Saturday, October 21, 2017

Gaming Ads: Electronic Arts

I'll do my best to keep this as short as I can, though Electronic Arts (EA) has a long history and one could write quite a bit about the company. I've got 135 ads which I believe is second only to what I have for Sega. EA Sports ads could be separated but for now I'm leaving them with the rest of EA.

EA was founded in California in 1982 by former Apple employee Trip Hawkins. A few other Apple employees joined EA and the company quickly grew as it recruited more staff from the likes of Atari and Xerox. In 1983 EA released its first games on home computers, including one of the most significant games in the history of the company. That game is Julius Irving/Larry Bird Go One-on-One, or simply One-on-One. This was the first time professional athletes appeared in a computer game, it was an important income source for EA, and it was the first stepping stone into the sports genre of video games that would shape the future of the publisher.

While EA did develop some of its own games, it also published games for other developers which led to a large number of releases annually beginning in 1986. EA published nearly 20 games in '86, then more than 25 in '87, and over 30 in '88. In such a short span EA became the largest third-party game publisher. Here is a brief list of some of the best known games that EA published in the '80s: John Madden Football (quite different from what would appear on consoles), Populous, Archon, Chuck Yeager's Advanced Flight Trainer, Earl Weaver Baseball, Starflight, Skate or Die, F/A-18 Interceptor, M.U.L.E., the computer versions of Marble Madness, and some of Interplay's role-playing titles, such as the Bard's Tale sequels and Wasteland.
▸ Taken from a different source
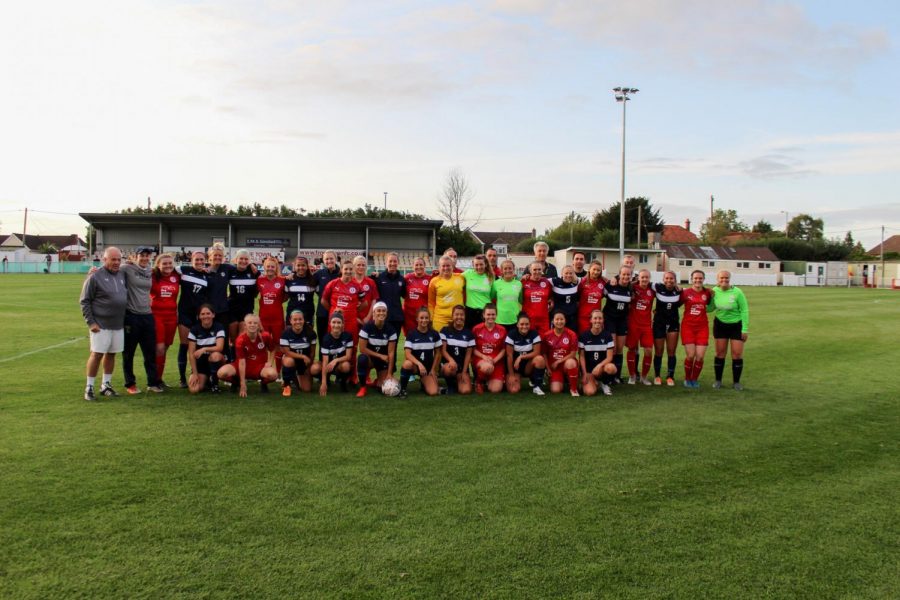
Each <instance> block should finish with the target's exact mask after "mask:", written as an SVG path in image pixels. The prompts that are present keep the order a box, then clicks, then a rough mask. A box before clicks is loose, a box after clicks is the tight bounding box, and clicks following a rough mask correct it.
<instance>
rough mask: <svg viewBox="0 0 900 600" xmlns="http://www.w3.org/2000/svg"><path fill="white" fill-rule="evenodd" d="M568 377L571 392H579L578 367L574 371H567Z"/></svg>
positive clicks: (567, 375) (572, 369) (569, 390)
mask: <svg viewBox="0 0 900 600" xmlns="http://www.w3.org/2000/svg"><path fill="white" fill-rule="evenodd" d="M566 377H568V378H569V391H570V392H577V391H578V367H575V368H574V369H566Z"/></svg>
In 1990 EA entered the console games market as a publisher; previously it had only licensed its games to other publishers. Around that same time Trip Hawkins left EA to found The 3DO Company. The '90s was another successful decade for EA as its sports games became so popular during the 16-bit era that EA created the EA Sports brand that is still used today. As I said above, I want to keep this relatively short so I'll just mention a few more things as the company is still going strong today and it's likely many of you are quite familiar with EA. Along with EA Sports, EA Games became a publishing label EA used for a while and there was EA Sports BIG for the more arcade-like games, such as SSX. Jane's Combat Simulations was yet another publishing label EA used as it licensed the Jane's Information Group brand from 1994 to 2000.

The last thing I want to mention about its past are some of the most recognizable developers that have been acquired by EA (along with a major game each made before the acquisitions): Origin Systems (Ultima), Bullfrog (Populous), BioWare (Baldur's Gate), Westwood Studios (Command & Conquer), Maxis (SimCity), Digital Illusions CE (Battlefield), PopCap Games (Bejeweled), and DreamWorks Interactive (Medal of Honor). There were many others of course, though I'd say those are the most noteworthy due to the popularity of the games each one developed for EA. Unfortunately, some have since been closed or merged with other studios, and some have been renamed. This post also happens to fall during the week EA announced the closure of Visceral Games, one of its internal studios that was originally known as EA Redwood Shores. Visceral had been working on a single-player Star Wars game that many were looking forward to so I suspect EA's popularity is at an all-time low.

Regardless of what you may think of EA today, for better or worse, it's been a very important company in the history of computer and video games. If you were gaming in the '80s and/or '90s EA likely played a big role your time playing games. For myself, I was a big fan of EA during those two decades, especially the EA Sports titles released for the Sega Genesis.